Круглоликая только вздохнула, вспомнив, как целовали и миловали ее волосы седоватые уж в двадцать лет, и молча стала записывать в своей толстой тетради.
— Уж все знаете, — не унималась женщина, — может и живете в Москвы, а только видать, што вы деревеньски и на Тюлевских находитесь. Да, быват, у Тюлевых гостили?
— Нет, нет…
Чтоб не тратить времени на споры, сидящие на холмике решили промеж собой называть неизвестную Московкой.

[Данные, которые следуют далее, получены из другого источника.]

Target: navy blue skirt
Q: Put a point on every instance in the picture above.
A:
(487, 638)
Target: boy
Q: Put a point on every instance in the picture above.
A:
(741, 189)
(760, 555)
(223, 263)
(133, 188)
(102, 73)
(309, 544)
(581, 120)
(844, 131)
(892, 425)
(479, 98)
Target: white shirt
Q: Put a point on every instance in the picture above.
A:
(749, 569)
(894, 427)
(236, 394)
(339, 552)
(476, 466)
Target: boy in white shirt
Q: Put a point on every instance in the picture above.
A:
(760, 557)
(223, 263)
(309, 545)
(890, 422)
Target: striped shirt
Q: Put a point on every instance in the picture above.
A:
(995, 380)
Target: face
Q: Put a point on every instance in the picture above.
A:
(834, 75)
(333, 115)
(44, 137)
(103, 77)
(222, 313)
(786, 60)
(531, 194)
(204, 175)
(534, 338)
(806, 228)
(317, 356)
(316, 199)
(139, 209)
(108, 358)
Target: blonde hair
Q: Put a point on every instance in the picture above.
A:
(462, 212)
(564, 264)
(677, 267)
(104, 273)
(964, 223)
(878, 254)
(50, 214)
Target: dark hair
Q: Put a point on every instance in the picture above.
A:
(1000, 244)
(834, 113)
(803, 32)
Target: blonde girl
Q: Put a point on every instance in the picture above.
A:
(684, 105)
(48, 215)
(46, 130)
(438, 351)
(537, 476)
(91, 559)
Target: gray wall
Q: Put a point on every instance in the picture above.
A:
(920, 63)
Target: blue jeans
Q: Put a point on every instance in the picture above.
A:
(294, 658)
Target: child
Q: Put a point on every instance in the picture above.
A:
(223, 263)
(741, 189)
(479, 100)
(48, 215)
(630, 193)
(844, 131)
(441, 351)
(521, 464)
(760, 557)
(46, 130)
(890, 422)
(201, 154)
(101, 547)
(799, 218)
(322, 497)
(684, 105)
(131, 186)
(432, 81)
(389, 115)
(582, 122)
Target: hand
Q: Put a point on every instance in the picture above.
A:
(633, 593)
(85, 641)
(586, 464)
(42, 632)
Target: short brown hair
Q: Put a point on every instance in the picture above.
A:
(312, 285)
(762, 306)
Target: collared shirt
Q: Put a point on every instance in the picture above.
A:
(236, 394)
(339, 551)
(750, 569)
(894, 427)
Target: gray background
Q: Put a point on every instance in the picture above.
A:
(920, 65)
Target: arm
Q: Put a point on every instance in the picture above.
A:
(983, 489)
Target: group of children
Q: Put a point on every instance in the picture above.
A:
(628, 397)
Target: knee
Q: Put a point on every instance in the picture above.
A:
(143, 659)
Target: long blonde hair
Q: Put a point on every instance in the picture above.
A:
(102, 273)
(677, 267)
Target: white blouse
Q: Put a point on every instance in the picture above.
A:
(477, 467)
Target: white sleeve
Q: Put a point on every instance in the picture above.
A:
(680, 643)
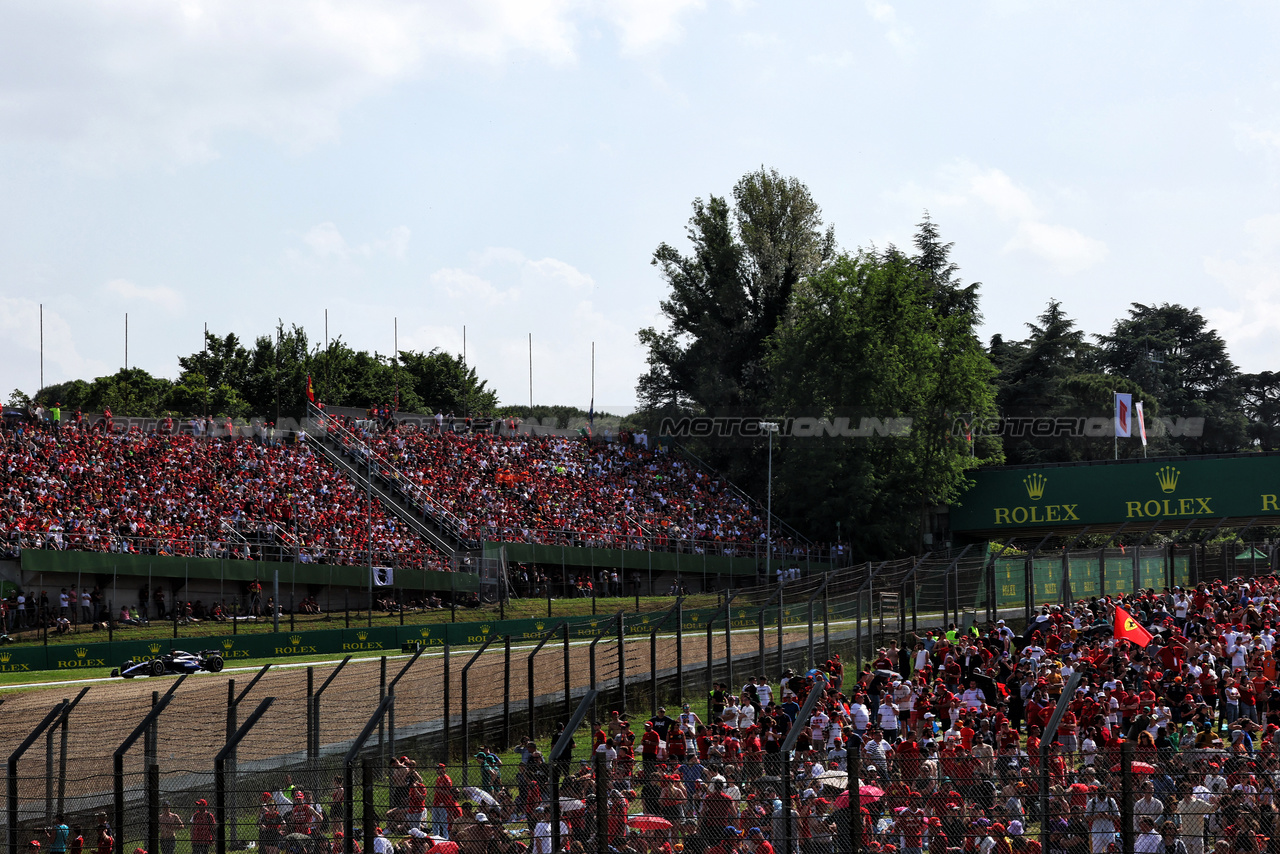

Краски на небе совсем побледнели, потом снова стали ярче, но теперь они были иными. Солнце, еще недавно севшее в воду, готовилось встать недалеко от того места, где село. Небо алело, золотилось, переходило в нежную сирень и, наконец, бледно голубело. Махонька давно уже стояла на коленках, клала поклоны и крестилась на портрет Ленина, который кто-то, показывая, вытащил из своего пехтеря и примостил к ящикам, поставленным друг на друга и еще не взятым в кооператив. Никто не обращал на нее внимания: молится и молится, а кому дело, куда глядит. Бабушка положила последний крест, и взошло молодое, свежее, умытое солнце и засияло. Его радостно и бодро приветствовали птицы, каждая своей особой песней.
С восходом солнца и начался день первый северного «Пятиречия», посвященный, как это окажется дальше, верной любви.
Когда на холмике все успокоилось, Московка толкнула в плечо сидящую рядом с ней Махоньку и сказала:
— Сказывай!
— Каку?
— Каку хошь!
Махонька, крохотная, с горящими глазками, темнолицая и беззубая, несмотря на это четко выговаривавшая, с увлечением начала рассказывать о «Верной Жене». Сама она иногда не владела собой, смеялась так, что еле выдавливала слова. Смеялись и все слушавшие.
1. Верная жена
Бывало, живало — купець да купчиха. Бывало у їх один сын. Они торговали исправно. Был купець боhатеющий. Купець помер, купчиха тоже померла. У їх остался один сын. Ну живет, поживает один. «Нать, верно, жониться. Кака мне невеста взять, у купца-ле какого, у генерала, у кресьенина боhатого, где искать?»
Потом идет возле речки по угору, гуляет, девиця белье полошшет, весьма хороша, ему пригленулась.